O filme dá ao espectador
(provavelmente o norte-americano) o herói que tantos procuram;
aquele que estava sempre pronto a servir e proteger; o mártir. Em
relação a esse último aspecto, mesmo com Kyle tendo morrido fora
de combate, o filme é claro em mostrar que ele era adorado (usa
fotos e imagens reais do velório, e são
impressionantes), e com o fato do militar não se arrepender de
nenhuma das mortes contabilizadas (pois estava defendendo seu país,
e isso, pelo visto, está acima de qualquer ideia de humanidade).
Logo, o filme dá aos nacionalistas o que eles querem.
Brilhante estava a caracterização do
Bradley Cooper. Ganhou massa legal, caprichou no sotaque. Ok, fiquei
puta por ele ser um dos produtores, o que só me leva a crer que ele
será um George Clooney às avessas – se um é humanista, ele é...
sei lá, carniceiro.
Rendida (e puta da vida), aguardo os
créditos finais. E aí vem a maior cretinice que já foi realizada
comigo em uma sessão de cinema: após as fotografias finais (foi um
show de power point muito sóbrio, bonito, você tem que ver), a
música acaba. E sobem os créditos. Em silêncio. Ora, você está
vidrado no filme (não significa que está gostando, mas está
prestando atenção [vi esse filme uma vez, antes do carnaval, e fui
capaz de descrevê-lo aqui, então eu realmente estava prestação
atenção no que estava vendo]), a sala toda em silêncio, a cena
final foi lamentando a morte do cara, e...

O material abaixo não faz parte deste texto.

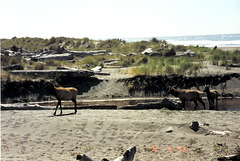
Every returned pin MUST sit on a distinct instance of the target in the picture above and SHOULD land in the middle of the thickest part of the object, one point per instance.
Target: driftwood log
(127, 156)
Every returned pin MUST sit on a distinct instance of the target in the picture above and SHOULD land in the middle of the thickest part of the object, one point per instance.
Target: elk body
(187, 95)
(211, 95)
(62, 93)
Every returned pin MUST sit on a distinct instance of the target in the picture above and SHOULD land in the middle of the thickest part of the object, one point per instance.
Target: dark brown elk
(62, 93)
(187, 95)
(211, 95)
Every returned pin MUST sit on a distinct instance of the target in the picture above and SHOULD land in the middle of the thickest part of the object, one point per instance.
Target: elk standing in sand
(62, 93)
(211, 95)
(187, 95)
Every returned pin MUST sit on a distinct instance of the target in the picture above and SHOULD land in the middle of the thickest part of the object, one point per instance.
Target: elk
(62, 93)
(211, 95)
(187, 95)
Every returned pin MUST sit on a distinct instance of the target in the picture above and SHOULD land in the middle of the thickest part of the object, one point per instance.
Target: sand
(38, 135)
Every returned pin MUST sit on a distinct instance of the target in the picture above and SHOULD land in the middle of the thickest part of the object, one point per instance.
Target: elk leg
(183, 104)
(201, 101)
(56, 108)
(60, 107)
(216, 103)
(75, 105)
(195, 102)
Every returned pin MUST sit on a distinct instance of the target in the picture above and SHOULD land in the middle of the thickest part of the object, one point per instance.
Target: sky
(101, 19)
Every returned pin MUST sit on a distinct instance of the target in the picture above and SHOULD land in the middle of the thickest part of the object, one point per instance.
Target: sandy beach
(38, 135)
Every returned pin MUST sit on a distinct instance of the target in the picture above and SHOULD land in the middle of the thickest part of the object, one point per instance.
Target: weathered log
(229, 157)
(65, 56)
(235, 65)
(88, 53)
(54, 73)
(13, 67)
(127, 156)
(167, 103)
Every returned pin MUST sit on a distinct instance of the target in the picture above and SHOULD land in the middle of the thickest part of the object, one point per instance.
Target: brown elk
(187, 95)
(211, 95)
(62, 93)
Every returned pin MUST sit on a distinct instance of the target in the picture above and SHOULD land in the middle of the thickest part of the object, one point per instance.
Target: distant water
(225, 40)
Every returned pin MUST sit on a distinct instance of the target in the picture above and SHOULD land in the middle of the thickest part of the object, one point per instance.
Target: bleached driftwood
(127, 156)
(211, 132)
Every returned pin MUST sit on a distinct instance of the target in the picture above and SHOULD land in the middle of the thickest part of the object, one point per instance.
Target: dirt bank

… cara, eu prestei tributo a esse
cara, sem eu querer.
Tipo, “1 minuto de silêncio”,
sabe?
Quando eu percebi que A SALA TODA
ESTAVA EM SILÊNCIO, peguei meu celular, desesperadamente, pra tentar
ligar pra alguém, fazer algum barulho, pra quebrar aquele clima
maldito. Na verdade, o filme é muito cru em relação a música. Também, faz sentido: como não tem aquela montanha russa de emoções que a dramaturgia faz, resultando numa parada muito maior (como diria Aristóteles... cadê a catarse???), então não tem muita música não.
Tem tiro. Muito tiro.
Enfim, voltando ao meu problema de fim de filme: achei aquilo super
cretino. Imaginei uma sala IMAX nos EUA com aqueles caras que
concordam com tudo aquilo que Kyle defendia, e eles estariam chorando
de emoção.
Não. Não, não, não.
Esse foi o meu maior problema com esse
filme. Essa manipulação.
Até perdi a vontade de fechar melhor
esse texto, lembrando do que eu senti ao final desse filme.
Taí. Esse é o grande mérito de
“American Sniper”: me levar, sem eu querer mesmo, ao tributo a um
dos maiores assassinos da história recente da humanidade.